On March 17, 2026, US regulators issued the most significant crypto ruling in history. Here's exactly what changed — and what it means for European investors.
For ten years, crypto investors and builders operated under constant legal uncertainty in the US. The SEC argued most tokens were securities. The CFTC argued they were commodities. Courts handed down contradictory rulings. Institutional money sat on the sidelines.
On March 17, 2026, that changed. The SEC and CFTC published a joint 68-page interpretive release that formally classifies 16 major crypto assets as digital commodities — and explicitly says most crypto is not securities. The ruling takes effect immediately upon publication in the Federal Register.
These 16 crypto assets are now officially classified as digital commodities under US federal law, subject to CFTC jurisdiction rather than SEC enforcement:
The ruling establishes a formal taxonomy of five categories for all digital assets:
| Category | Definition | Examples | Regulated By |
|---|---|---|---|
| Digital Commodities | Decentralised assets whose value comes from the network, not a central issuer | BTC, ETH, SOL, XRP | CFTC |
| Digital Securities | Traditional securities issued on blockchain | Tokenised stocks, bonds | SEC |
| Stablecoins | Assets pegged to fiat or commodities | USDT, USDC, DAI | CFTC + Treasury |
| Digital Collectibles | NFTs and unique digital items | NFTs, gaming assets | Limited regulation |
| Digital Tools | Utility tokens for accessing services | Protocol tokens | Case-by-case |
The ruling explicitly confirms that staking, mining, airdrops, and token wrapping fall outside securities law. This is a major win for European stakers — there is no longer any US legal ambiguity around earning yield by staking ETH, SOL, ADA or other classified commodities.
The framework introduces a dynamic classification — a token may be sold initially as a security (via an ICO with profit promises) but can transition to a commodity status as the network becomes genuinely decentralised. This is a forward-thinking approach that gives new projects a clear path to regulatory normalisation.
SEC Chairman Paul Atkins stated at the DC Blockchain Summit: "We're not the securities and everything commission anymore." The ruling replaces a decade of "regulation by enforcement" under former Chairman Gary Gensler with principles-based guidance.
The ruling is US law and does not directly apply to European investors. However, its indirect effects on European markets are significant:
Pension funds, insurance companies, and institutional fund managers that required definitive legal clarity before allocating to crypto beyond BTC and ETH now have that clarity for 16 assets. This institutional capital flowing into the market benefits all investors globally, including Europeans.

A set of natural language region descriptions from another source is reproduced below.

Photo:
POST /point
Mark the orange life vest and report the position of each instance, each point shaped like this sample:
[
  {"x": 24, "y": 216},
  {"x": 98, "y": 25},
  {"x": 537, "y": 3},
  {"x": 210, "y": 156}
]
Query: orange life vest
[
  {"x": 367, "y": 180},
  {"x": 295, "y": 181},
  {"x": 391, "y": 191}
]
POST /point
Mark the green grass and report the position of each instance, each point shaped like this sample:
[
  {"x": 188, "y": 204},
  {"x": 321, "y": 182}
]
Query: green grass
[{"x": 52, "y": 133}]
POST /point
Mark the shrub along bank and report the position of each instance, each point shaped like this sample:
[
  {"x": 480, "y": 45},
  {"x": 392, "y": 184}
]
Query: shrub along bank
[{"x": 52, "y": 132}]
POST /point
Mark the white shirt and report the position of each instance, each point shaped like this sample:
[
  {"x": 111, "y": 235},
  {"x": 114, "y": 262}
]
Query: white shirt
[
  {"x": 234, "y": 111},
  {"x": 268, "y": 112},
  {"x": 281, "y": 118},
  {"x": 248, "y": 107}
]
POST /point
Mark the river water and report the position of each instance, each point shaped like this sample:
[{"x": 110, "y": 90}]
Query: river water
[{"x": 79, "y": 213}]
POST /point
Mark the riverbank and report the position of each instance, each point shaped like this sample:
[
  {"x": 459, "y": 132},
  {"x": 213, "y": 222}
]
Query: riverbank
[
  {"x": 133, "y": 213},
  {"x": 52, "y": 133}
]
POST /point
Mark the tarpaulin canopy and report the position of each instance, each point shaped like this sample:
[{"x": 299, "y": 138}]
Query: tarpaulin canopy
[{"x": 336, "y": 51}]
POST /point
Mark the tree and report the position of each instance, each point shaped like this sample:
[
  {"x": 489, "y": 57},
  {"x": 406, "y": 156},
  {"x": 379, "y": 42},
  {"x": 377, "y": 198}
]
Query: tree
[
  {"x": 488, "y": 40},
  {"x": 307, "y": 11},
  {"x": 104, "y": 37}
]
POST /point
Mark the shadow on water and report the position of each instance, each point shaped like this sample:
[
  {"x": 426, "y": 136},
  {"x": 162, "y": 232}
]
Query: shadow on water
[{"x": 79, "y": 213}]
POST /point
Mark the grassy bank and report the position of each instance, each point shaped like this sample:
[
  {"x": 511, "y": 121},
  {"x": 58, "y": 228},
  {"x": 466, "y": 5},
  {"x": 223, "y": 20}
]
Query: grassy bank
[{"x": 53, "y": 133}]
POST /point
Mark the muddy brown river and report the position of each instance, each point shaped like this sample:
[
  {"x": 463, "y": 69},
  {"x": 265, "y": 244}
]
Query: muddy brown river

Before the ruling, spot crypto ETFs existed for only Bitcoin and Ethereum. The commodity classification removes the primary regulatory barrier for spot ETF filings on all 16 named assets. Over 90 crypto ETF applications were pending — these will now move through approval. European investors will gain access to these products through European markets as they list globally.
Europe's MiCA regulation already treats Bitcoin and Ethereum as crypto-assets (not securities) subject to lighter regulation. The US ruling now aligns with MiCA's framework for these assets, creating a more coherent global regulatory picture. This reduces the risk of conflicting rules for European exchanges and investors.
The explicit confirmation that staking is not a securities transaction in the US reinforces similar positions taken by EU regulators under MiCA. European investors staking ETH, SOL, or ADA on platforms like Kraken, Bitvavo, or Binance have additional legal certainty about the nature of their activity.
What hasn't changed for EU investors: MiCA still governs how exchanges and crypto-asset service providers operate in Europe. Tax obligations in your country remain unchanged — profits on the 16 classified commodities are still subject to your national capital gains tax rules. Use Koinly to track transactions and generate tax reports.
The ruling is an interpretive release — not a statute. The CLARITY Act (H.R. 3633) would codify this taxonomy into federal law, making it impossible to reverse without Congressional action. The bill passed the US House 294-134 in July 2025 and cleared the Senate Agriculture Committee in January 2026. Senate Banking Committee markup is the next required step, with prediction markets giving it approximately 72% odds of becoming law in 2026.
The SEC has also indicated that additional rulemaking with more detailed guidance is expected within weeks. Further assets may be added to the commodity classification as networks prove their decentralisation.
Editor's view: This ruling is unambiguously positive for crypto investors globally. A decade of legal uncertainty in the world's largest capital market is now largely resolved. The institutional floodgates that have been partially open since Bitcoin and Ethereum ETFs launched are now open for 16 assets. The long-term implications for adoption, liquidity, and price discovery are significant.